Subd. 8. Testing and evaluation. (a) Testing of the environment is not necessary by swab teams whose work is assigned by the commissioner of health or a designated board of health under section 144.9504. The commissioner of health or designated board of health must share the analytical testing data collected on each residence for purposes of secondary prevention under section 144.9504 with the swab team workers in order to provide constructive feedback on their work and to the commissioner for the purposes set forth in paragraph (c).
(b) For purposes of primary prevention evaluation, the following samples must be collected: pretesting and posttesting of one noncarpeted floor dust lead sample and a notation of the extent and location of bare soil and of deteriorated lead-based paint. The analytical testing data collected on each residence for purposes of primary prevention under section 144.9503 must be shared with the swab team workers in order to provide constructive feedback on their work and to the commissioner for the purposes set forth in paragraph (c).
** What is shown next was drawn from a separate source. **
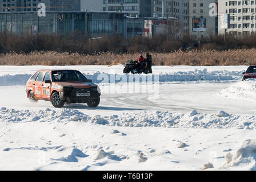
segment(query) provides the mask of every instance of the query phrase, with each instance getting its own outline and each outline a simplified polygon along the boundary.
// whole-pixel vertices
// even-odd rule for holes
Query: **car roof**
[[[75,70],[75,69],[39,69],[37,71],[38,72],[53,72],[53,71],[78,71],[78,70]]]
(c) The commissioner of health must establish a program in cooperation with the commissioner to collect appropriate data as required under paragraphs (a) and (b), in order to conduct an ongoing evaluation of swab team services for primary and secondary prevention. Within the limits of available appropriations, the commissioner of health must conduct or contract with the commissioner, on up to 1,000 residences which have received primary or secondary prevention swab team services, a postremediation evaluation, on at least a quarterly basis for a period of at least two years for each residence. The evaluation must note the condition of the paint within the residence, the extent of bare soil on the grounds, and collect and analyze one noncarpeted floor dust lead sample. The data collected must be evaluated to determine the efficacy of providing swab team services as a method of reducing lead exposure in young children. In evaluating this data, the commissioner of health must consider city size, community location, historic traffic flow, soil lead level of the property by area or census tract, distance to industrial point sources that emit lead, season of the year, age of the housing, age and number of children living at the residence, the presence of pets that move in and out of the residence, and other relevant factors as the commissioner of health may determine. This evaluation of the swab team program may be paid from amounts appropriated to the department of economic security for providing swab team services.
Subd. 9. Program benefits. As a condition of providing swab team services under this section, an organization may require a property owner to not increase rents on a property solely as a result of a substantial improvement made with public funds under the programs in this section.
Subd. 10. Requirements of organizations receiving grants. An eligible organization that is awarded a training and demonstration grant under this section must prepare and submit a quarterly progress report to the commissioner beginning three months after receipt of the grant.